Decided and Entered: June 25, 2020
529529

[*1]The People of the State of New York ex rel. Ezikel Ross, Appellant,

v

Tina M. Stanford, as Chair of the Board of Parole, et al., Respondents.

Calendar Date: May 22, 2020
Before: Garry, P.J., Lynch, Clark, Devine and Reynolds Fitzgerald, JJ.

Ezikel Ross, Stormville, appellant pro se.

Letitia James, Attorney General, Albany (Brian D. Ginsberg of counsel), for respondents.



Garry, P.J.

Appeal from a judgment of the Supreme Court (Ellis, J.), entered May 22, 2019 in Franklin County, which, in a proceeding pursuant to CPLR article 70, granted respondents' motion to dismiss the petition.

In 2008, petitioner was sentenced to a combined prison term of seven years followed by five years of postrelease supervision (hereinafter PRS) upon convictions for sexual abuse in the first degree and assault in the second degree. In March 2015, following the completion of his prison term, he was released to the residential treatment facility at Fishkill Correctional Facility to begin serving his term of PRS (see Correction Law § 73). Thereafter, he was charged by the Department of Corrections and Community Supervision (hereinafter DOCCS) with various violations of the conditions of his PRS.
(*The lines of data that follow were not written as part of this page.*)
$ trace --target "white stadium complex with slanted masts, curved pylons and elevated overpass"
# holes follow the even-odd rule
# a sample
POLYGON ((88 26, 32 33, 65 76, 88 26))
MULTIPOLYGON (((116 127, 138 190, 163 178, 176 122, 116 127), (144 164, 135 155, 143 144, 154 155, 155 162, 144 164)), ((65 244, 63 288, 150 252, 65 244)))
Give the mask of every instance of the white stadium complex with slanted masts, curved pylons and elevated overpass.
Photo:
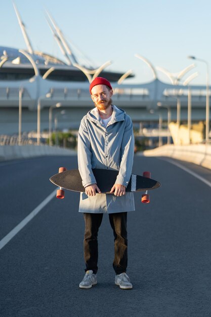
POLYGON ((128 80, 125 84, 125 78, 134 77, 131 71, 107 71, 109 62, 97 69, 79 63, 49 14, 49 26, 66 62, 43 52, 35 52, 16 7, 15 11, 27 49, 0 47, 0 135, 18 134, 20 125, 21 133, 38 129, 40 132, 48 130, 49 109, 53 108, 53 117, 55 113, 65 110, 65 117, 61 115, 58 120, 59 128, 77 129, 81 117, 93 107, 89 84, 98 75, 111 82, 114 89, 113 103, 125 109, 134 123, 157 122, 159 114, 162 115, 163 122, 167 122, 166 108, 171 110, 171 120, 187 123, 188 101, 191 102, 192 122, 205 121, 207 115, 209 117, 206 86, 190 85, 194 74, 181 84, 183 75, 193 64, 178 74, 177 78, 170 76, 172 84, 165 84, 159 80, 153 65, 137 55, 151 68, 153 81, 146 84, 128 84, 128 80), (58 103, 60 109, 56 110, 58 103))

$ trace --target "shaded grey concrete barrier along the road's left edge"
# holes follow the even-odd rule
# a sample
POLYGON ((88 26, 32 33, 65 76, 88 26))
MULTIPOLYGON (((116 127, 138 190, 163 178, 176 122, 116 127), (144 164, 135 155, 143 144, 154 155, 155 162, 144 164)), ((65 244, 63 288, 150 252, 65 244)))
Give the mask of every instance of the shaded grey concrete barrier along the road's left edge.
POLYGON ((76 155, 76 151, 48 145, 1 145, 0 162, 48 155, 76 155))

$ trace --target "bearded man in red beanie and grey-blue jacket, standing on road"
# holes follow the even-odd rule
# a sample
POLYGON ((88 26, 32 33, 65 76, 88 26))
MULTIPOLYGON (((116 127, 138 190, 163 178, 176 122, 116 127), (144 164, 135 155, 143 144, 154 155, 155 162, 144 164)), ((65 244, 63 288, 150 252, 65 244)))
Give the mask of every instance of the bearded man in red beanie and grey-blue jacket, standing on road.
POLYGON ((135 210, 132 192, 125 193, 132 173, 134 135, 131 118, 112 105, 113 90, 109 81, 96 77, 90 84, 95 108, 85 115, 78 132, 78 169, 85 192, 80 193, 79 212, 85 219, 83 241, 86 274, 80 288, 97 284, 98 229, 104 213, 108 213, 114 234, 115 284, 131 289, 126 274, 128 264, 127 212, 135 210), (118 170, 112 194, 101 193, 92 169, 118 170))

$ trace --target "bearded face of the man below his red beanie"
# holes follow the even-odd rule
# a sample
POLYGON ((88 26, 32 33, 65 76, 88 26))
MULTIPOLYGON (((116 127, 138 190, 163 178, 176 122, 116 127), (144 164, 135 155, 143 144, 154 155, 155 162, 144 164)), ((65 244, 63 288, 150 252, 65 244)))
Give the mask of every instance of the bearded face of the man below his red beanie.
POLYGON ((106 85, 94 86, 91 93, 91 98, 99 110, 105 110, 111 105, 113 90, 109 90, 106 85))

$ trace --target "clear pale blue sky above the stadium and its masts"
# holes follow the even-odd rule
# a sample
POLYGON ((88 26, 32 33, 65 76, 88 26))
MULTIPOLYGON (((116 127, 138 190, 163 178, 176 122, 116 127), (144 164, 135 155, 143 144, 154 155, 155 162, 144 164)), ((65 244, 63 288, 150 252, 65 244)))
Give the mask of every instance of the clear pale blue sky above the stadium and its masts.
MULTIPOLYGON (((192 85, 206 84, 206 64, 188 59, 195 56, 211 65, 211 2, 208 0, 15 0, 34 50, 65 61, 46 21, 45 9, 56 20, 66 38, 85 56, 108 70, 133 70, 135 78, 125 83, 153 80, 149 66, 163 67, 175 76, 195 63, 192 85)), ((0 46, 26 49, 11 0, 0 0, 0 46)), ((170 83, 157 71, 158 78, 170 83)), ((211 83, 211 76, 210 76, 211 83)))

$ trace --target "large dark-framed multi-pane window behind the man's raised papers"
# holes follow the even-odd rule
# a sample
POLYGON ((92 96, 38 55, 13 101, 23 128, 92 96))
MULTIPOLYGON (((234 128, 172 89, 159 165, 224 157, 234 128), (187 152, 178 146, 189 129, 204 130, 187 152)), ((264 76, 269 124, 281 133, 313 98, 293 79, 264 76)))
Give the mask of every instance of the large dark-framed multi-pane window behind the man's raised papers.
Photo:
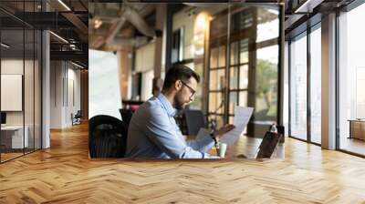
POLYGON ((235 106, 255 107, 246 129, 250 137, 263 137, 277 121, 278 15, 273 7, 233 4, 211 22, 209 115, 232 123, 235 106), (228 20, 231 29, 224 33, 228 20))

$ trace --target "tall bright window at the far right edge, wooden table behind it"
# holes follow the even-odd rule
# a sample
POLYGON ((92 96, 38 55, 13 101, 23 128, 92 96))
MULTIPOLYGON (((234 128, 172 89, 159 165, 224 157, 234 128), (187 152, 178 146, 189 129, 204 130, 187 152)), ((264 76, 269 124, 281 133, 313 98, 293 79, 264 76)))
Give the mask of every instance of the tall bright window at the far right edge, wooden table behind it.
POLYGON ((339 15, 339 148, 360 155, 365 155, 363 19, 365 4, 339 15))

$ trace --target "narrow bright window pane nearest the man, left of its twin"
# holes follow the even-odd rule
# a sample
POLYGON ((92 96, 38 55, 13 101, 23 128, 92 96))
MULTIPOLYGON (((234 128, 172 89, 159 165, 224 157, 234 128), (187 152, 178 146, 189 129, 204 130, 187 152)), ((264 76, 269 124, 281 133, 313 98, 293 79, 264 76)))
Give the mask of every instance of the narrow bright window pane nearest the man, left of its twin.
POLYGON ((307 36, 291 42, 290 131, 291 136, 307 139, 307 36))

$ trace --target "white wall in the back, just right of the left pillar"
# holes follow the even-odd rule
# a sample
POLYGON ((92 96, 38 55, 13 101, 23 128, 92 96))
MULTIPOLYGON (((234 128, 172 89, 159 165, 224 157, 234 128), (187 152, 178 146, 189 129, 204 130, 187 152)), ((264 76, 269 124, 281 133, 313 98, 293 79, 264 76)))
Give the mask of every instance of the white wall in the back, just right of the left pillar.
POLYGON ((65 61, 51 61, 50 66, 50 128, 70 127, 71 114, 81 107, 80 71, 65 61))

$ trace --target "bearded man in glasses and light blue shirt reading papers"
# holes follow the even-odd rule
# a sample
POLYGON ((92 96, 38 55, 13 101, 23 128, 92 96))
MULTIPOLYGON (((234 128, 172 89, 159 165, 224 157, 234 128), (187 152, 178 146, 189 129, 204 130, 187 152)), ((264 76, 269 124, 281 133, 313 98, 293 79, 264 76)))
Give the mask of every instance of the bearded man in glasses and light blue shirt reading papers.
POLYGON ((234 128, 226 125, 199 140, 185 141, 174 116, 176 109, 193 101, 200 76, 187 66, 172 66, 165 76, 162 93, 141 105, 130 120, 128 158, 215 158, 206 153, 234 128))

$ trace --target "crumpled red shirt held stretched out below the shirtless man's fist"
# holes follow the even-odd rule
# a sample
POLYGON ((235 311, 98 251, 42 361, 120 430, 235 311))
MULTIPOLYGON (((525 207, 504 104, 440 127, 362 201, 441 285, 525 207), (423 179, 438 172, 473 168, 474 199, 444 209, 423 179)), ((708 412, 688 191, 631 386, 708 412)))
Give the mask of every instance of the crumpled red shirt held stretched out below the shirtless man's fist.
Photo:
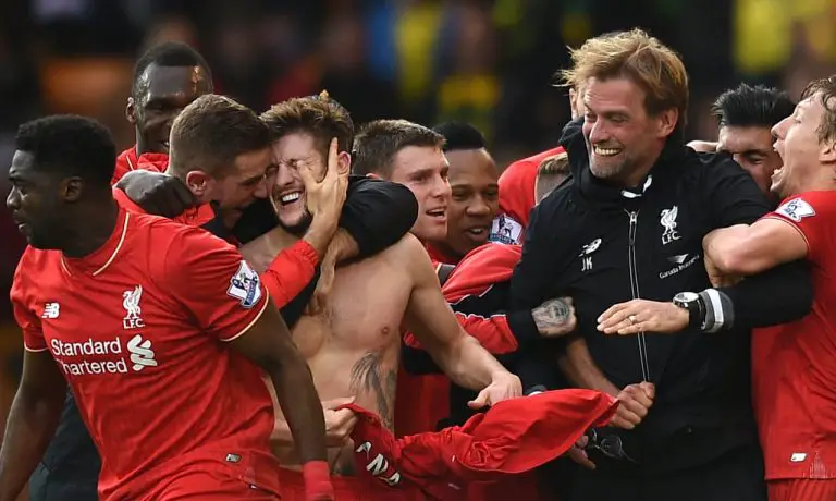
POLYGON ((369 481, 454 501, 465 499, 467 482, 528 472, 564 454, 587 429, 608 424, 617 406, 598 391, 548 391, 499 402, 460 427, 402 439, 362 407, 340 408, 358 415, 355 461, 369 481))

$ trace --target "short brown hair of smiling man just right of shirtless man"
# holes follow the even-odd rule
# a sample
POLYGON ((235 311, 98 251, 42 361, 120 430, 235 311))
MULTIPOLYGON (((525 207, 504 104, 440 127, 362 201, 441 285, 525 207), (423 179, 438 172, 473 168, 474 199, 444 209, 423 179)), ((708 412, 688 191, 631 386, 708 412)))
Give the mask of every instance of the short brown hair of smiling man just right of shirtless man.
POLYGON ((392 160, 409 146, 441 149, 444 136, 432 129, 407 120, 376 120, 362 127, 354 138, 353 171, 358 175, 392 174, 392 160))

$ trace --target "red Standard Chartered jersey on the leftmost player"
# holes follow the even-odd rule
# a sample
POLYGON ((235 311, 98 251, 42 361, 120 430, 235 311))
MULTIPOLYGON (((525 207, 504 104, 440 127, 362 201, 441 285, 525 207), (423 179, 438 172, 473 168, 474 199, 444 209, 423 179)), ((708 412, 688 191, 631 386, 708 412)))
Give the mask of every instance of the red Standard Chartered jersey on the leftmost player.
POLYGON ((161 499, 194 471, 278 491, 270 395, 225 344, 272 306, 234 247, 120 209, 84 258, 28 247, 11 296, 26 350, 48 350, 72 386, 101 454, 101 499, 161 499))

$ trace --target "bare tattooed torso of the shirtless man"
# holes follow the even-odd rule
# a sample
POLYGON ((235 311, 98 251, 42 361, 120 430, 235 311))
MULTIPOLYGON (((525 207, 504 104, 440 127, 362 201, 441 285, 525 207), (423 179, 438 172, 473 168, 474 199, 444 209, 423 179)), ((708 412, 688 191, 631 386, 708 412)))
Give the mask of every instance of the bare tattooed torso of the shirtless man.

Following a revocation hearing, an Administrative Law Judge issued a decision, order and judgment in October 2017, sustaining several of the charges, revoking petitioner's PRS, and ordering him to serve the remainder of his PRS term in the custody of DOCCS. In November 2017, petitioner filed a notice of administrative appeal. In December 2017, the Board of Parole Appeals Unit sent a letter to petitioner advising him that his notice of appeal had been accepted and that he was required to perfect the appeal by submitting a supportive brief before a specified deadline in April 2018.[FN1] Petitioner did not timely perfect his appeal, and the Appeals Unit thus dismissed it in May 2018.

In November 2018, petitioner commenced this habeas corpus proceeding pursuant to CPLR article 70 challenging the revocation of his PRS and seeking to be returned to the residential treatment facility for the remainder of his PRS term. Respondents moved to dismiss the petition for failure to exhaust administrative remedies. Supreme Court granted the motion and dismissed the petition. Petitioner appeals.
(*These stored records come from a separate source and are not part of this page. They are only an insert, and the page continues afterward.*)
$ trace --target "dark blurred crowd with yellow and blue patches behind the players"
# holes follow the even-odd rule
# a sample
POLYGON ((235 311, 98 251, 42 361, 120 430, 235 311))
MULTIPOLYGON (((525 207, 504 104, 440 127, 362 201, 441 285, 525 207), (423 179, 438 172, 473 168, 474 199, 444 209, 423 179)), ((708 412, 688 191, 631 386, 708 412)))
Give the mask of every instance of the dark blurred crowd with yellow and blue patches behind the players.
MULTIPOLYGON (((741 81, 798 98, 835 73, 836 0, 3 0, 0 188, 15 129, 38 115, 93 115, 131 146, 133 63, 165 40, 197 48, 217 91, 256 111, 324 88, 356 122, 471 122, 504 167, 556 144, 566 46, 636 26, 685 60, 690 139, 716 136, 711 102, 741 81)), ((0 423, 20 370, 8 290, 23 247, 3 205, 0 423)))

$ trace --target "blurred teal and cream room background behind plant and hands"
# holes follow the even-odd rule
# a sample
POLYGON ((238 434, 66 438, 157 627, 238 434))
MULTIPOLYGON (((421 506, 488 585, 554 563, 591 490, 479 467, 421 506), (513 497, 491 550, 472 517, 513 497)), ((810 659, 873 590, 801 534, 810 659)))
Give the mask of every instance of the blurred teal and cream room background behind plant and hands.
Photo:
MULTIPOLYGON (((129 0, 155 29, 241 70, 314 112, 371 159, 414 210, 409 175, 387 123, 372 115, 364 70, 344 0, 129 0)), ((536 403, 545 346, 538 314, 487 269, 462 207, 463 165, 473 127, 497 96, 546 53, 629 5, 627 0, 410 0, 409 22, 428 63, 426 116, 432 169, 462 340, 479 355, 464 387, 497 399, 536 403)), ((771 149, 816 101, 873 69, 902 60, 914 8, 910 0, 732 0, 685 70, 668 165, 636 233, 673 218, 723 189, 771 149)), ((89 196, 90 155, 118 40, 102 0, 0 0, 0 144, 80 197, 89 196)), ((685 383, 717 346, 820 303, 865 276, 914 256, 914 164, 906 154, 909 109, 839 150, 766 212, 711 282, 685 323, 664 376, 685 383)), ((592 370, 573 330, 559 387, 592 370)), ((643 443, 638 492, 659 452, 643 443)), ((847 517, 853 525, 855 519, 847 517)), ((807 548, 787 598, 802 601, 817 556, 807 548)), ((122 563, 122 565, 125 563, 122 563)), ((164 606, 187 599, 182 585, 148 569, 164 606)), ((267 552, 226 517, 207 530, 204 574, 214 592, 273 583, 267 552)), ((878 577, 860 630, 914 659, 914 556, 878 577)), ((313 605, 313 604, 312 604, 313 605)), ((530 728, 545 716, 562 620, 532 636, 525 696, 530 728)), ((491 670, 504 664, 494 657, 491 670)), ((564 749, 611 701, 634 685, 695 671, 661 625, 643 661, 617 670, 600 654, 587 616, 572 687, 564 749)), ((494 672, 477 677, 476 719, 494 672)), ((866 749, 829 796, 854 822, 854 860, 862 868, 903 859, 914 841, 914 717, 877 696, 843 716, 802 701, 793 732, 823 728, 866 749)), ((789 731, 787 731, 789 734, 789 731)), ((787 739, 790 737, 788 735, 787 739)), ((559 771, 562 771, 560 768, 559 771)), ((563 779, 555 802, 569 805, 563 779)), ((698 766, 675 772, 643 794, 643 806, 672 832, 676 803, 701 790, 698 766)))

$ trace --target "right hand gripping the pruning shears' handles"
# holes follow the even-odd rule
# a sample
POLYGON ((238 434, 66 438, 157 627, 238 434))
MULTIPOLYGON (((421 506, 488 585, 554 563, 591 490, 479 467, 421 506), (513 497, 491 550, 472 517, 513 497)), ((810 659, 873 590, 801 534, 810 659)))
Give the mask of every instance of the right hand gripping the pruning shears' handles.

In February 2020, petitioner reached the maximum expiration date of his PRS term. This Court has been advised that he nevertheless remains in DOCCS custody pursuant to a separate Mental Hygiene Law article 10 proceeding seeking his civil confinement as a dangerous sex offender. Under these circumstances, he is no longer incarcerated pursuant to the judgment that he challenges in this appeal. The article 10 proceeding, rather than this appeal, is the proper forum for any challenge that he may have to his current confinement (see People ex rel. Bourlaye T. v Connolly, 25 NY3d 1054, 1056 [2015]). The relief that petitioner seeks herein — that is, to be returned to the residential treatment facility to complete his term of PRS — is no longer available. As his current confinement cannot be altered by the resolution of the issues presented here, we decline respondents' request to convert this appeal to a proceeding pursuant to CPLR article 78 (see CPLR 103 [c]; compare People ex rel. Turner v Sears, 63 AD3d 1404, 1405 [2009]), and find that the appeal must be dismissed as moot (see People ex rel. Bourlaye T. v Connolly, 25 NY3d at 1056; People ex rel. Kearney v Bartlett, 131 AD3d 1313, 1314 [2015]; People ex rel. Engel v LaClair, 60 AD3d 1263, 1263 [2009]).

Lynch, Clark, Devine and Reynolds Fitzgerald, JJ., concur.

ORDERED that the appeal is dismissed, without costs.

Footnotes

Footnote 1: Petitioner asserts that, on an earlier date in December 2017, he received a letter from the Board of Parole Appeals Unit advising him that his notice of administrative appeal was untimely and that the appeal was closed. Respondents assert that this letter cannot be located in their records, and petitioner does not claim that he did not receive the subsequent letter advising him to the contrary.